3. Service & Support
Content creation is not the only support a sign shop can offer. Maintenance and technical service are other ways sign shops can stay involved with a client long after the install is done.
First and foremost, make sure you’re knowledgeable about the warranty the sign comes with, the ability for maintenance/service, and accessibility of repair parts. “If there are no parts available in the United States, or if no one has the schematics of how to work them, then you really don’t have a warranty,” says Mike Lewis, chief executive officer of Sign Store Macon in Georgia. “It’s a piece of machinery, sooner or later something will break. And we actually have the parts on our truck so that makes it easy to go out. Usually we can get the signs repaired with one service call versus going out and trying to determine the problem, calling the supplier and getting them to send the parts, and having to go back again. So having that dedicated truck and repair person really is a big factor in our business.”

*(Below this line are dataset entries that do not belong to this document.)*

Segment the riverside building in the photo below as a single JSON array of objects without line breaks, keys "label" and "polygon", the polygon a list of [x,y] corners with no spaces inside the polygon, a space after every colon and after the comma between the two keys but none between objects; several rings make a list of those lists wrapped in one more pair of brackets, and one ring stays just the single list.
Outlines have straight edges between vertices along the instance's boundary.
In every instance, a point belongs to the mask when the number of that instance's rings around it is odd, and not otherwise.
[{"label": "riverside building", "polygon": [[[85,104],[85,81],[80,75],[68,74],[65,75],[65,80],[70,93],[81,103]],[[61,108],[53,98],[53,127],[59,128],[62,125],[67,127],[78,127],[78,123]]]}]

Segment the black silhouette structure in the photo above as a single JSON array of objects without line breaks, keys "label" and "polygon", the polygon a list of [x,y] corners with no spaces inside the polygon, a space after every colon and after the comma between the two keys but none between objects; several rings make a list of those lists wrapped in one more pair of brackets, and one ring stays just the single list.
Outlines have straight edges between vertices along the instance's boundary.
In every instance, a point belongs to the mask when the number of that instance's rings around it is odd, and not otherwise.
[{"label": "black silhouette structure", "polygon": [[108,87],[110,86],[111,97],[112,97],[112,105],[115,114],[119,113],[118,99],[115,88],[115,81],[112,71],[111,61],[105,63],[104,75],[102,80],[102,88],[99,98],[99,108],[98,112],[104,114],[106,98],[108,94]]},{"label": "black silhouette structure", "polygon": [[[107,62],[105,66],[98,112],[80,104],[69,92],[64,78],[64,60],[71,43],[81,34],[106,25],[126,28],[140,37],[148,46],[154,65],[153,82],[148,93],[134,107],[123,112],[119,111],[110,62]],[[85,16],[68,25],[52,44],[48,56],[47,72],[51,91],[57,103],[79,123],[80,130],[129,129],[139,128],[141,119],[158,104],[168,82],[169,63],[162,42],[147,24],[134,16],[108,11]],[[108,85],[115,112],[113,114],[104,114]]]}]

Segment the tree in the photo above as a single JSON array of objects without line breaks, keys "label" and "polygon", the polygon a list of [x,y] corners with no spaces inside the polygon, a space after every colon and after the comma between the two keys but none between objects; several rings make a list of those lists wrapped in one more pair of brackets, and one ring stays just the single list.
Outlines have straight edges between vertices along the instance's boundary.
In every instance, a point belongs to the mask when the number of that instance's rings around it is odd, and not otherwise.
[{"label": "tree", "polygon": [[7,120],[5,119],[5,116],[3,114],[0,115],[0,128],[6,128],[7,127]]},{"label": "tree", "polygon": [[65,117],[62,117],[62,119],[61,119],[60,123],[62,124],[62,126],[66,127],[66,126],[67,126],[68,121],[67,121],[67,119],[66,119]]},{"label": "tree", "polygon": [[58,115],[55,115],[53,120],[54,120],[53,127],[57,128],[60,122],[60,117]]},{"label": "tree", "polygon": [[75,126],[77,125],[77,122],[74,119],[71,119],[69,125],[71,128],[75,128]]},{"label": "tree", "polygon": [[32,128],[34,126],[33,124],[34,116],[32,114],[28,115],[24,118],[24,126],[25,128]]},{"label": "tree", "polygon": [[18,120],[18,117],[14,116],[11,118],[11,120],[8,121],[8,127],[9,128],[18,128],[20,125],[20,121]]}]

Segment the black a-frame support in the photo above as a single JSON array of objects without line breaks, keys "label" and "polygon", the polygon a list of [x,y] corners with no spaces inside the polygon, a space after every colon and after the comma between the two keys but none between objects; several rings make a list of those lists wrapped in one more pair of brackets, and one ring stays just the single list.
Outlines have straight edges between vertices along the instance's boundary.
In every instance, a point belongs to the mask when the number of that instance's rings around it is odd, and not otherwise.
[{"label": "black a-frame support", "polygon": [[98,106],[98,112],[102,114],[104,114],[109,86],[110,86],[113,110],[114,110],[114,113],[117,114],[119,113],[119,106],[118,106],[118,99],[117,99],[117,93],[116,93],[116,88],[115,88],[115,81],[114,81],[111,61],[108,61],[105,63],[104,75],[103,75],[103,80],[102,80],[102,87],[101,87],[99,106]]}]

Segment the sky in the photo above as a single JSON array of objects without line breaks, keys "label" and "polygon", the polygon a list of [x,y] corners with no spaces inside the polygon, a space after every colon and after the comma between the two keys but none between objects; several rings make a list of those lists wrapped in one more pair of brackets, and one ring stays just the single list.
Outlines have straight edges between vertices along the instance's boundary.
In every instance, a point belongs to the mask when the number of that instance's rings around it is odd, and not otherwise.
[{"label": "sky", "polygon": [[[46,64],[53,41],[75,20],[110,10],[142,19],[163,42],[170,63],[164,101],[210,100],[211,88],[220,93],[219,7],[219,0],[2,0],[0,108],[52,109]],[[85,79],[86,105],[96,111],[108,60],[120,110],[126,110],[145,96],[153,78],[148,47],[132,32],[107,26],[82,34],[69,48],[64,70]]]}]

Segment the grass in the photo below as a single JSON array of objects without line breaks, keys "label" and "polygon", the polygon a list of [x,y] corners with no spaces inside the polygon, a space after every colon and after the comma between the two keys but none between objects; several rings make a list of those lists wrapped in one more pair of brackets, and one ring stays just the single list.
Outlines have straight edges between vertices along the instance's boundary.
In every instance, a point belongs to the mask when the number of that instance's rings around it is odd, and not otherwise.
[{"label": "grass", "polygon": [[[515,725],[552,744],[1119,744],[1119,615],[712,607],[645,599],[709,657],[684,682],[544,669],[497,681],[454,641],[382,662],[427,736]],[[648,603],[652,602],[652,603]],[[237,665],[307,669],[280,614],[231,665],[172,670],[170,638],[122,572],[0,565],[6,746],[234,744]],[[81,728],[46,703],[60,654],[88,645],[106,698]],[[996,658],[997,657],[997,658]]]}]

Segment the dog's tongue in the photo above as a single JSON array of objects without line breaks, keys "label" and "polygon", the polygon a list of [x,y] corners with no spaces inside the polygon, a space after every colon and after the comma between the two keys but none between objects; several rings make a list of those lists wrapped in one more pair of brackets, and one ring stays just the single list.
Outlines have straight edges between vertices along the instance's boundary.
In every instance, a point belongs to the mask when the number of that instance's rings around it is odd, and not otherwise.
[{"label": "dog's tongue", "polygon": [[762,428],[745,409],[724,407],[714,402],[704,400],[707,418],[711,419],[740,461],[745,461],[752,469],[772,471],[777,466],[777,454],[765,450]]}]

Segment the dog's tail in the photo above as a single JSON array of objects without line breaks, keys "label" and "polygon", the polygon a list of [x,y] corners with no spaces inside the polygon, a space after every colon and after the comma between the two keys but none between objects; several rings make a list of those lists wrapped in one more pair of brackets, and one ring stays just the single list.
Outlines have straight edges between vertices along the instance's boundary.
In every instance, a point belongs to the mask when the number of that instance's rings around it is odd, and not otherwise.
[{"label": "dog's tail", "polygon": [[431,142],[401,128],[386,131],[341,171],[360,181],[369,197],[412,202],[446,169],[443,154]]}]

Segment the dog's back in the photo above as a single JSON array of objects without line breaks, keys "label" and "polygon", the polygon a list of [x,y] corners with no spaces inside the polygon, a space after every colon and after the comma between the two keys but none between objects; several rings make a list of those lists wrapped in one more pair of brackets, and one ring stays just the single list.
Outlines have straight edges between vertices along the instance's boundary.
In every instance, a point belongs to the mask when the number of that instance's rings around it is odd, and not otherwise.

Springfield Sign touts the importance of keeping the support in-house. “We have in-house technical support for troubleshooting that’s available seven days a week. Of course, the manufacturer has some of theirs too, but we prefer if we sell a unit to an end user, we want to be the company that supports them the first line of defense,” says Watts. “We have in-house tech support that we troubleshoot for, and then if we have to go back to the manufacturer we will, but we try to make it as easy and as seamless for the end user as can be. They’re making a sizeable investment, whether indoor or outdoor units, so we feel it’s our duty as provider of this product to stand behind it, service it, and make it as easy for them to use as possible.”
Indigo Signs points to the benefits of remote troubleshooting as well. “What’s really nice is a lot of these systems today, they have cellular modems so we can remote in. In the past, for years, we’d have to send somebody out to the site to replace and do some training with them. Now, with the remote modems, we can remotely log into their system and see what the issue is, do a reset, and help them,” says Danio. “We log in, and we can help take care of some basic system issues. Now say it’s a module that goes out. We’d have to send a crew out there, replace the module.”